Amazingly, the systems that Paul implemented in first-century churches are still in use today.
He taught us that we have spiritual gifts and are important to the body of Christ (Romans 12, 1 Corinthians 12-14, Ephesians 4, and 1 Peter 4). In Paul’s time, leadership was top-down – think emperors and high priests – while Paul taught that we are the body of Christ (Romans 12:4).
Paul implemented elders, deacons, apostles, prophets, evangelists, pastors, and teachers. In Romans 16, when Paul mentions the leadership of the Roman church, about 40 percent are women.
Fourth: Paul discipled young followers into world-changing believers.
The New Testament indicates dozens of close friends, co-workers, and many brothers and sisters that Paul influenced for leadership.

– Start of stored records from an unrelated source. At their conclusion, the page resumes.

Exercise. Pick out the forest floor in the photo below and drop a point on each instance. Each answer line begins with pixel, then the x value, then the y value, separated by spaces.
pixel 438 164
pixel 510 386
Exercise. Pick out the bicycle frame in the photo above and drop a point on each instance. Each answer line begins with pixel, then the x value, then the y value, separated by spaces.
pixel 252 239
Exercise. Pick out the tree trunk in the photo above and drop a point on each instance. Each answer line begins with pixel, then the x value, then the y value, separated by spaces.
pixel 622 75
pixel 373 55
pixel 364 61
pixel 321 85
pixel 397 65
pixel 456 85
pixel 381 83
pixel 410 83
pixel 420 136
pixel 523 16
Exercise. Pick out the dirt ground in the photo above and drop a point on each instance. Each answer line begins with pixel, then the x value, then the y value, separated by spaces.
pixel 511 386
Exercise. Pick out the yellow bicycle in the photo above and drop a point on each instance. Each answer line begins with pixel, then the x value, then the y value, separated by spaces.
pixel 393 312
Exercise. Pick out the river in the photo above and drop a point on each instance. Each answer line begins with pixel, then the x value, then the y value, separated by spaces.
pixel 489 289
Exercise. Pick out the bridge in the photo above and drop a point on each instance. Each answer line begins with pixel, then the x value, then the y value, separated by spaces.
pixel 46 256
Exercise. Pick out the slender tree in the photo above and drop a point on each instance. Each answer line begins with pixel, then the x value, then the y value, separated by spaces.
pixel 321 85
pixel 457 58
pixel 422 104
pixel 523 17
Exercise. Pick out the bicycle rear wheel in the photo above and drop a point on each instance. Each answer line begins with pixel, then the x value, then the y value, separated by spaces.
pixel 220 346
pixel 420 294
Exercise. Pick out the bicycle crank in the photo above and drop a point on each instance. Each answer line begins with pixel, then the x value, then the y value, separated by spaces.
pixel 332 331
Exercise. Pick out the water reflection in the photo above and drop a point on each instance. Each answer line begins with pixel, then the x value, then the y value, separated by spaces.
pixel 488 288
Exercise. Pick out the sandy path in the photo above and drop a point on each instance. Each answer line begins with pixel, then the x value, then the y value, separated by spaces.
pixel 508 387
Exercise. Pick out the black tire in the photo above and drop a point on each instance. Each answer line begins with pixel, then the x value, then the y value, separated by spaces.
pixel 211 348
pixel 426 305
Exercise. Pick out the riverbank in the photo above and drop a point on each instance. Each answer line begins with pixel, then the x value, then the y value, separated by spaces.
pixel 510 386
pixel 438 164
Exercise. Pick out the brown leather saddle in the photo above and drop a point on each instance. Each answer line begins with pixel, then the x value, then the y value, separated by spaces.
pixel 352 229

Paul changed the phrase “disciple” to “co-worker” as his go-to term for those following his leadership.
I believe Paul liked the phrase “co-worker,” or in the Greek, “synergos,” because the word implies “working together” while “disciple” indicates a teacher/pupil relationship.
Paul considered his co-workers as equals in furthering his life purpose of preaching the gospel. He writes in Romans 16:3, “Greet Priscilla and Aquila, my co-workers in the ministry of Christ Jesus.”
Concluding: George Whitefield and John Wesley were contemporaries, but hardly anyone has heard of Whitefield today.
Whitefield was the better preacher, with crowds reaching thousands. But Wesley founded the Methodist church. John Wesley not only organized the Methodist church but he constantly identified, appointed, and trained leaders.
We all know Peter and Paul.
Paul was the organizational genius of the first-century church. He wrote, discipled, organized, and trained the next generation of church leaders.
Yes, Peter was given the keys to the Kingdom by Jesus and preached the first gospel message to both Jews and Gentiles, however, Paul’s ministry and leadership planted a church that changed the world.
By God’s grace, we honor Saul who persecuted the church, to become missionary Paul who planted churches throughout the Roman Empire…
A testimony that anyone can change the world.